Following Controversial Changes, Unity Unveils Revamped Policy For Developers
The previously announced fee will also only apply to versions of Unity from 2024 or later.
Unity has walked back parts of its new Runtime Fee policy, which would have charged game developers per game install. Now, users of Unity Personal or Plus will not be charged, those using Pro or Enterprise can opt for a 2.5% revenue share instead, and only upcoming versions of Unity will apply the fee.
In an open letter, Unity Create lead Marc Whitten outlined the changes. The Runtime Fee policy will start only with the next Long Term Support (LTS) version of Unity, which will launch in 2024. Any game made with prior versions of Unity, including the current 2022 LTS, will not be charged. Only games made with Unity Pro or Enterprise levels will be eligible for the free, and no game with less than $1 million in trailing 12-month revenue will be charged any additional fee.

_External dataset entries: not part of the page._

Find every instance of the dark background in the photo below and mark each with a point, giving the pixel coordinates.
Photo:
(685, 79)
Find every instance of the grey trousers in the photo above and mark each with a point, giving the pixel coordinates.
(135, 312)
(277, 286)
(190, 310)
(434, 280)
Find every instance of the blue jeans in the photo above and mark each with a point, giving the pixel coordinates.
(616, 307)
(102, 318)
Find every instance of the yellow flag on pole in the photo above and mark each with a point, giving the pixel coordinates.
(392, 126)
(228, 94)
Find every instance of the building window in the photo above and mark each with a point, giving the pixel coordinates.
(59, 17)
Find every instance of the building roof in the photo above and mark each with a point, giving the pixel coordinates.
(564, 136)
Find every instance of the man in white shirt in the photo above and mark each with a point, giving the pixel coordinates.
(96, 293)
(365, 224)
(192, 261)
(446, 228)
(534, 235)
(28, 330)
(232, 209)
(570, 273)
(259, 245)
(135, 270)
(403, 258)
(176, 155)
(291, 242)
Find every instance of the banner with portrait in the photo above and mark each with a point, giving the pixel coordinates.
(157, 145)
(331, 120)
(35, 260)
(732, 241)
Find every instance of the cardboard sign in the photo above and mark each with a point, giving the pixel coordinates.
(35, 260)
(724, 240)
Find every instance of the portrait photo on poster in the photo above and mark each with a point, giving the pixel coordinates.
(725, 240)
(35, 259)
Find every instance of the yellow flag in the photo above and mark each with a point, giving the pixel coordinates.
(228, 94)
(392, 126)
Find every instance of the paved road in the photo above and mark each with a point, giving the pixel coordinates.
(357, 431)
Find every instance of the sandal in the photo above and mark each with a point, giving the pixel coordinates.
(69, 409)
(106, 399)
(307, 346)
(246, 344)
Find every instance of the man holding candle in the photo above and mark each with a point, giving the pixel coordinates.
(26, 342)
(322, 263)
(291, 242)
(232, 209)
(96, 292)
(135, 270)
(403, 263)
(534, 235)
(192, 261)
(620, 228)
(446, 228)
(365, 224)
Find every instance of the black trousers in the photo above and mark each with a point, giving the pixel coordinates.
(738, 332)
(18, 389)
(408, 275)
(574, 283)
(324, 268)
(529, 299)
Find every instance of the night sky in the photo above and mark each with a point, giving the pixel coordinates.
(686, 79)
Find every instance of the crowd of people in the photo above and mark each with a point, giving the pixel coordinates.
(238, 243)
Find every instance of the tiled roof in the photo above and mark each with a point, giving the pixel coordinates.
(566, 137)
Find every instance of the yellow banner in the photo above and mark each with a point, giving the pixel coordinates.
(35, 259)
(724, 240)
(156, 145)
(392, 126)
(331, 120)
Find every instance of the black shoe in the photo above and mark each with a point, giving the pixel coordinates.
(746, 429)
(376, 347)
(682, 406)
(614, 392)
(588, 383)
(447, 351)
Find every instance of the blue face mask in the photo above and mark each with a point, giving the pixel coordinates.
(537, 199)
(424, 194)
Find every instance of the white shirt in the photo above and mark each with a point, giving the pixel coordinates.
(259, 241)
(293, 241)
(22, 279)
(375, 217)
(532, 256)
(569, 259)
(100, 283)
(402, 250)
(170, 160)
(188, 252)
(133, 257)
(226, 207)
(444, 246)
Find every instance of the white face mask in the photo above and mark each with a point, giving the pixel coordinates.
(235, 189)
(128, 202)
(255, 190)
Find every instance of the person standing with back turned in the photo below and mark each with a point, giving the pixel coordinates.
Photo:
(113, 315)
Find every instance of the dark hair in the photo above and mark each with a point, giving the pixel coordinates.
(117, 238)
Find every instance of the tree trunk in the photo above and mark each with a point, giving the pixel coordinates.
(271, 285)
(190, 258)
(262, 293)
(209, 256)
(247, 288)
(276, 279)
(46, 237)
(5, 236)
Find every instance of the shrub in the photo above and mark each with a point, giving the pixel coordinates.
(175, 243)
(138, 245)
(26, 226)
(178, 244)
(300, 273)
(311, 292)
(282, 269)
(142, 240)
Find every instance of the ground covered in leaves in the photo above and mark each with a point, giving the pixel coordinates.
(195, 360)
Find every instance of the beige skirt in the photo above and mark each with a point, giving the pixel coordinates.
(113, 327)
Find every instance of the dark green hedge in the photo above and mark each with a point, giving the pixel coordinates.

Any developer that would be charged a runtime fee can opt instead for a 2.5% revenue share. Developers will always be billed the lesser of the two potential fees. Unity has also changed the language from "installs" to "initial engagements." According to Unity, this means "the moment that a distinct end user successfully and legitimately acquires, downloads, or engages with a game powered by the Unity Runtime, for the first time in a distribution channel." Additionally, the basis for the Runtime Fee will be self-reported rather than gathered by Unity.
How exactly self-reporting will work is still unclear, but Unity promised in a Q&A that, "We will work with customers and partners to develop tools and processes to make this as easy as possible for customers." If developers don't self-report, Unity will gather its own data from the services the developer has used.
As part of the open letter, Whitten apologized for the confusion and controversy. He wrote, "I want to start with simply this: I am sorry. We should have spoken with more of you and we should have incorporated more of your feedback before announcing our new Runtime Fee policy. Our goal with this policy is to ensure we can continue to support you today and tomorrow, and keep deeply investing in our game engine. You are what makes Unity great, and we know we need to listen, and work hard to earn your trust."
Reactions from game developers have ranged from relief to continued frustration. Developer and consultant Rami Ismail said on Twitter, "You know what, on first glance, I think this works? It's effectively a 2.5% revenue share for $1M+p/y earners? No retroactivity left, LTS stability, no black-box data, yeah? I think that works for every use-case."
Not every developer is optimistic and many have continued to express concerns. Some developers, such as Gloomwood dev Dillion Rogers, stated that the changes have not repaired trust. Rogers elaborated on Twitter, "You can’t promise away the notion that you won’t quietly remove important clauses from the ToS after you’ve already tried it. That damage is permanent."
In the wake of the debacle, many developers have announced plans to switch to competing engines. For example, Caves of Qud developer Brian Bucklew documented his attempt to switch the roguelike to Godot. Others have expressed interest in Epic's Unreal Engine.